Background/Introduction: Circulating biomarkers reflecting different mechanistic pathways
may identify patients most likely to benefit from sodium glucose co-transporter 2 (SGLT2)
inhibitors.
Purpose: To determine if 3 biomarkers (high sensitivity cardiac troponin T [hs-cTnT], soluble
ST2 [sST2], and insulin-like growth factor binding protein 7 [IGFBP7]) have prognostic
implications or modify treatment response to canagliflozin in the CANVAS trial.
Methods: Among 3,040 participants in the CANVAS trial with available biomarker data, we
created a multi-marker panel assigning 1 point for each abnormally elevated level of hs-cTnT,
sST2, and IGFBP7. We assessed its association with risk of cardiac and kidney outcomes, and
whether each biomarker alone or as a multi-marker panel modified the treatment response to
canagliflozin. Incremental discrimination was tested by comparing C-statistics of a base clinical
model plus each individual biomarker (or multi-marker panel) vs. the base clinical model alone
(age, eGFR, body mass index, systolic blood pressure, HbA1c, duration of diabetes, urine
albumin:creatinine ratio, history of HF, and diuretic use).
Results: Among placebo-treated participants, 38% had elevated levels of hs-cTnT ≥14 pg/mL,
7% had sST2 >35 ng/mL, and 49% had IGFBP7 >96.5ng/mL. Overall, 1,102 (36%), 1,051
(35%), 819 (27%), and 68 (2%) had 0, 1, 2, and 3 elevated biomarkers. Increasing numbers of
elevated biomarkers independently predicted each cardiac and kidney outcome in a graded
fashion and improved risk discrimination compared with clinical variables alone (C-statistic
improvement by +0.04 to +0.06) (Figure). Canagliflozin reduced heart failure and kidney events
regardless of baseline biomarker concentrations, however patients with elevated hs-cTnT
appeared to derive greater relative benefit for major adverse cardiovascular events (MACE)
compared with those with lower values (hazard ratio [HR] 0.77; 95% confidence interval [CI]
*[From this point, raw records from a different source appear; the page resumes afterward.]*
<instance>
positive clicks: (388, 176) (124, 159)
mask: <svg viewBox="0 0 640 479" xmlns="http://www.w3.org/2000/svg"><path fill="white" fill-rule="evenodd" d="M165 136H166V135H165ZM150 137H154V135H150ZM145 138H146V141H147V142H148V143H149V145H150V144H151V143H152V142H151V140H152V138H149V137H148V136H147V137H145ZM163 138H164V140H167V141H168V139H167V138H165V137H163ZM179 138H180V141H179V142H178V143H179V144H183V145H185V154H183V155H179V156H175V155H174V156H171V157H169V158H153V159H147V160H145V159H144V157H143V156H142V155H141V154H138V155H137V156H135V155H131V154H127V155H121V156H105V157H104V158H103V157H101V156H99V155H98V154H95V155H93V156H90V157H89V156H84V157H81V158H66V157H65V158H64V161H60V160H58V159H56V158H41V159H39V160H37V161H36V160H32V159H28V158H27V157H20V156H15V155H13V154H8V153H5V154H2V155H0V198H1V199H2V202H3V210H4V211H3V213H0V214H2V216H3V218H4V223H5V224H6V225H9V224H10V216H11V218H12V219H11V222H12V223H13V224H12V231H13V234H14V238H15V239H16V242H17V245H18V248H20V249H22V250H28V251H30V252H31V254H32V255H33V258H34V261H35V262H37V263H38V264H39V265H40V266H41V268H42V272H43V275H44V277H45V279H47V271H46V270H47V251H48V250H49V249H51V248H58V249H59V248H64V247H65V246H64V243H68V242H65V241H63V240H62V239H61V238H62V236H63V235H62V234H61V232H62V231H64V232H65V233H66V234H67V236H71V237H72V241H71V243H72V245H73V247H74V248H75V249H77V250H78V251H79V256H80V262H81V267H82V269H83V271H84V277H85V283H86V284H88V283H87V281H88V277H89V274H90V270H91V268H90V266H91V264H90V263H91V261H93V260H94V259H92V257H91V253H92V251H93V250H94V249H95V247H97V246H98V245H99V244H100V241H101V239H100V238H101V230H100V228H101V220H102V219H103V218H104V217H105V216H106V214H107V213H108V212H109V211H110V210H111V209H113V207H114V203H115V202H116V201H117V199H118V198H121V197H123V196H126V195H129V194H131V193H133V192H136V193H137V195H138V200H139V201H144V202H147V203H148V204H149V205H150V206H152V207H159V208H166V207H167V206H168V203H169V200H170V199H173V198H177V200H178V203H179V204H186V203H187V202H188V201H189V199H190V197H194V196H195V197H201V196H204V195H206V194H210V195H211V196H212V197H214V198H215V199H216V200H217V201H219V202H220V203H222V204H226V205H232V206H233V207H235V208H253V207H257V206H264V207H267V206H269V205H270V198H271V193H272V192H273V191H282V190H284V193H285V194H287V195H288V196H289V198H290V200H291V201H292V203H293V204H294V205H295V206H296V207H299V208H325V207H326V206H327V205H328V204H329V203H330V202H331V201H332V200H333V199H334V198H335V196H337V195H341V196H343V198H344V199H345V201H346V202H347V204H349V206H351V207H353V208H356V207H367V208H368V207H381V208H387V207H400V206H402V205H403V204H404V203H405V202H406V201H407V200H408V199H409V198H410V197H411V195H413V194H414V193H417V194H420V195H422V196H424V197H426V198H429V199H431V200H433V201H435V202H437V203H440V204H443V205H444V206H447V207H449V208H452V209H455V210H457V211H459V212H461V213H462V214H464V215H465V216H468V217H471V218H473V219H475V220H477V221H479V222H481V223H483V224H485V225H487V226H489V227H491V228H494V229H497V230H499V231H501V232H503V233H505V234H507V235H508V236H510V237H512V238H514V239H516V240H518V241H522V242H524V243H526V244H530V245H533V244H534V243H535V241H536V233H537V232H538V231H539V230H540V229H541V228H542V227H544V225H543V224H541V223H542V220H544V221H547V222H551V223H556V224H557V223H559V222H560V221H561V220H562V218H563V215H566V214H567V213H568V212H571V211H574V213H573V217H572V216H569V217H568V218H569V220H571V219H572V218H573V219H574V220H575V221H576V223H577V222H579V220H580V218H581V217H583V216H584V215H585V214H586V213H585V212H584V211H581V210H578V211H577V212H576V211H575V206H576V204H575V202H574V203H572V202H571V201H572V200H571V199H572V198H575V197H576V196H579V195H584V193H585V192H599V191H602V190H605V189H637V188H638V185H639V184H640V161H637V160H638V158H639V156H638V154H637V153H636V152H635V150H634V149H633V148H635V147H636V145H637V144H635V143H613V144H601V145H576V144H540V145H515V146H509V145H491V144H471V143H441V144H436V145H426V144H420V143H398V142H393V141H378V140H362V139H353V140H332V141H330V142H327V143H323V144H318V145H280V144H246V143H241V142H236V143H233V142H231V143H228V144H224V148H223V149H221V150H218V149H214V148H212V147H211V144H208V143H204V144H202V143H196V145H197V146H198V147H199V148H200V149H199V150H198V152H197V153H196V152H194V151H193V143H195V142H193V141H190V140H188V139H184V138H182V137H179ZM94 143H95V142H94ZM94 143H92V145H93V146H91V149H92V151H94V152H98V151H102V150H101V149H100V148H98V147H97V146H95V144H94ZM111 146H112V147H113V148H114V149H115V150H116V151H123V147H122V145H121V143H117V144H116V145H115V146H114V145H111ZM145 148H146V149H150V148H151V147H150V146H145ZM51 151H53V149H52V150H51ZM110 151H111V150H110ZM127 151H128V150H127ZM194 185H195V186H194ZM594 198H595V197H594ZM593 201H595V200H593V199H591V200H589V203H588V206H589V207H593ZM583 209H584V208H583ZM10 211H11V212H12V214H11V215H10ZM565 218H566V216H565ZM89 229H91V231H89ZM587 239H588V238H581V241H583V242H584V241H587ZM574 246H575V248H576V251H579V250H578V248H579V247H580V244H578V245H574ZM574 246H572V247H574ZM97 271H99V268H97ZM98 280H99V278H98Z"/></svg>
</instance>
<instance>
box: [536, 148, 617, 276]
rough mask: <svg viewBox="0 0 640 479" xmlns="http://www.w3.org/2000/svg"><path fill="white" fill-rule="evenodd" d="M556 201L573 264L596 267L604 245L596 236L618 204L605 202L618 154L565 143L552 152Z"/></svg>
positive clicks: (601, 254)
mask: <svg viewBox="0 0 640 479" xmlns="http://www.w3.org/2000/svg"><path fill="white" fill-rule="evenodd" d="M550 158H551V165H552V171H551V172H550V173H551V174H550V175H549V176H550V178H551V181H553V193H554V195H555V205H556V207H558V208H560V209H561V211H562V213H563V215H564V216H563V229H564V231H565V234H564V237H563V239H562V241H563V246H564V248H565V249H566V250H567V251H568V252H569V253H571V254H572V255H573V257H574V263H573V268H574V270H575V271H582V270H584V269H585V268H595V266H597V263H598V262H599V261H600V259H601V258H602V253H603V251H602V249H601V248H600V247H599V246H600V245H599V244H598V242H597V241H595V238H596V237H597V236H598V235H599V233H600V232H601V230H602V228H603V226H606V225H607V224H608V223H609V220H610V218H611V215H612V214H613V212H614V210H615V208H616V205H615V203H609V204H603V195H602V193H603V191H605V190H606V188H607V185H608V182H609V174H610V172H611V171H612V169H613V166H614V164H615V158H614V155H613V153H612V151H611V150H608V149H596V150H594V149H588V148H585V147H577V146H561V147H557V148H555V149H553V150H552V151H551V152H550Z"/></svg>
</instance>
0.61-0.97 vs. HR 1.10; 95% CI 0.83-1.44; Pinteraction=0.05). Similarly, patients with elevated
IGFBP7 >96.5 ng/mL (HR 0.81; 95% CI 0.64-1.01) appeared to derive greater relative treatment
effects for stroke compared with patients with normal IGFBP7 ≤96.5 ng/mL (HR 1.03; 95% CI
0.78-1.36; Pinteraction=0.05). Participants with an increasing number of abnormal circulating
biomarkers appeared to have greatest relative reductions in MACE from canagliflozin treatment:
0 abnormal biomarkers (HR 0.94; 95% CI 0.63-1.39), 1 abnormal biomarker (HR 1.36; 95% CI
0.96-1.92), 2 abnormal biomarkers (HR 0.62; 95% CI 0.46-0.83), and 3 abnormal biomarkers
(HR 0.44; 95% CI 0.19-1.01); Pinteraction trend=0.009.
Conclusions: Circulating markers of myocardial injury and remodeling are frequently abnormal
in patients with type 2 diabetes at high cardiovascular risk and may identify patients who may
derive greater benefit from SGLT2 inhibitors.